Time to put it to bed and move on.
‘You’re right,’ I say, scrolling through my phone. ‘So what’s it going to be: Hawaiian, meat feast, or both?’
‘Can I get you a coffee or anything, Miss Enderby?’ Grace is hovering in front of me and I bite down my impatience and wave her away with an ‘I’m fine,’ and a smile. She’s been flapping around me ever since the hour hand of the clock on the wall passed ten o’clock by a millimetre. It’s only ten past, for God’s sake; get a grip, don’t fuss so much.
‘I’m fine, Grace, I’ll just sit here.’
‘I’m really sorry about this. Doctor Campbell never normally lets his appointments overrun like this. He shouldn’t be much longer.’
‘It’s fine,’ I repeat.
‘While you’re here,’ she says. ‘Would you like to book your appointment with the therapist? She has an opening first thing on Monday morning.’
‘Sorry,’ I say, crisply. ‘I’m in meetings all day on Monday. Could you email me some dates and I’ll take a look at them?’
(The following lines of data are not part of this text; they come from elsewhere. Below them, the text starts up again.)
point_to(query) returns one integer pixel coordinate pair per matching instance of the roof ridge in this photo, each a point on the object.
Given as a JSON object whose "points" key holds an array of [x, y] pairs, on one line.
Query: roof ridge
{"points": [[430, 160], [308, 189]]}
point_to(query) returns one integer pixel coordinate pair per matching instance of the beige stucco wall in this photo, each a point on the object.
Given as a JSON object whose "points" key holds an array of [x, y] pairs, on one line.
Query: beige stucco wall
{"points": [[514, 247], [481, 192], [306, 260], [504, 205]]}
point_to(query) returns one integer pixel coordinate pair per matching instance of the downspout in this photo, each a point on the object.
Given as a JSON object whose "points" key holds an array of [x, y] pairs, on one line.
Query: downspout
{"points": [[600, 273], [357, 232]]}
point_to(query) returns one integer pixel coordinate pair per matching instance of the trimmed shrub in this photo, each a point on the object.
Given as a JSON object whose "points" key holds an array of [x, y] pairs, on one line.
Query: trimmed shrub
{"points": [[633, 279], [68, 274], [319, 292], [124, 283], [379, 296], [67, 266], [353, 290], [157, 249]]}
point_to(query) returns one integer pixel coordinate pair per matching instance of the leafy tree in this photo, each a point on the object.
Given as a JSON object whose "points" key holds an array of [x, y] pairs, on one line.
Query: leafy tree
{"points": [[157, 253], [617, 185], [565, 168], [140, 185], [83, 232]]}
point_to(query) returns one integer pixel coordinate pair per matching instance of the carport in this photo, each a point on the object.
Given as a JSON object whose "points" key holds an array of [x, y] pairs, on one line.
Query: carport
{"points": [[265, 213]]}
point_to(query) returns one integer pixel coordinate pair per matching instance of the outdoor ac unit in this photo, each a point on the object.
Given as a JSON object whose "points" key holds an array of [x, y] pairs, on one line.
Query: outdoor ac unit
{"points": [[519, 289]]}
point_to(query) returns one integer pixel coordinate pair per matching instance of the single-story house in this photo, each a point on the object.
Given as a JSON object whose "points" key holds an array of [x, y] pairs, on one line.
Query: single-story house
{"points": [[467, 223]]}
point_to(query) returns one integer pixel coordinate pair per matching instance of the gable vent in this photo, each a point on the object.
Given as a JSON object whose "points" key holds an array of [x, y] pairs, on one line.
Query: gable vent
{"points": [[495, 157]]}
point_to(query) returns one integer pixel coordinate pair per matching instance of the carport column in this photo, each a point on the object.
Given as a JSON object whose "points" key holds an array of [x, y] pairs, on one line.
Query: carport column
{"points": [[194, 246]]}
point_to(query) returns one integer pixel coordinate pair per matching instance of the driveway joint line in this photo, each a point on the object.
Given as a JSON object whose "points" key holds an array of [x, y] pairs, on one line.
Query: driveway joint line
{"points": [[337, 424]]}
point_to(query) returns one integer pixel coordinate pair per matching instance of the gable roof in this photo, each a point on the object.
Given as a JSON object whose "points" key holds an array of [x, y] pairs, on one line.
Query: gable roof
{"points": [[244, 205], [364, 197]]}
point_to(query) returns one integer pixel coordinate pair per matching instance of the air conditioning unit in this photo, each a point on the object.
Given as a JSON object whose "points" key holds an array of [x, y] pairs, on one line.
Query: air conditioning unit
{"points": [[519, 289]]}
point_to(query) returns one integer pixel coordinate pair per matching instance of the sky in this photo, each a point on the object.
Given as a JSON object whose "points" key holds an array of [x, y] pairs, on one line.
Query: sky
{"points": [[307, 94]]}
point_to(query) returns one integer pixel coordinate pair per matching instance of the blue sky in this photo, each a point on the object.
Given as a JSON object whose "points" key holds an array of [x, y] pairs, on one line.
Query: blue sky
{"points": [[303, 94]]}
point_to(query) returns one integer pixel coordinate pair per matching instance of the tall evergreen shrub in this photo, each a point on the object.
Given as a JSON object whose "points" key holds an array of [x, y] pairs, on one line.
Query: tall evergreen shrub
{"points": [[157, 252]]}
She hesitates for a moment. ‘Um, okay.’
‘Thank you.’ I smile, again, and then look down at my phone so she’ll take the hint that the conversation is over and leave me alone. After a moment, I hear her scuttle back to her desk and then the faint tapping of keys as she resumes typing. I stare at my phone but I’m not really looking at anything. I didn’t sleep very well last night, despite taking a tranquiliser – thankfully, no nightmares – but the events of the last couple of days were playing on my mind. The whole Owen thing has left me feeling unsettled and slightly depressed. I should be feeling more stable now that it’s been sorted and Carrie’s explained it, but for some reason, I don’t. I feel bad that Owen’s lost his job but I’m not going to beat myself up over it because doing that won’t change anything; it won’t get him his job back. However, there’s something niggling away at the back of my mind that feels as if it’s important, but I can’t seem to put my finger on what it is; I have a fear that this feeling is the start of another episode. It’s different from the paranoia that seems to preclude the hallucinations and feelings of panic, but there’s definitely something there and it’s unnerving. I’ve been feeling fine and normal, mental-health-wise, but I’ve been fine before and then had a complete meltdown. Am I on the road to recovery? I desperately hope so. I do wonder whether the tranquilisers are giving me brain fog and dulling my thinking process, because it feels as if my brain is full of cotton wool. I must remember to ask Doctor Campbell when I eventually get in there, before he dishes out a prescription for iron tablets or whatever it is that he’s called me in here for.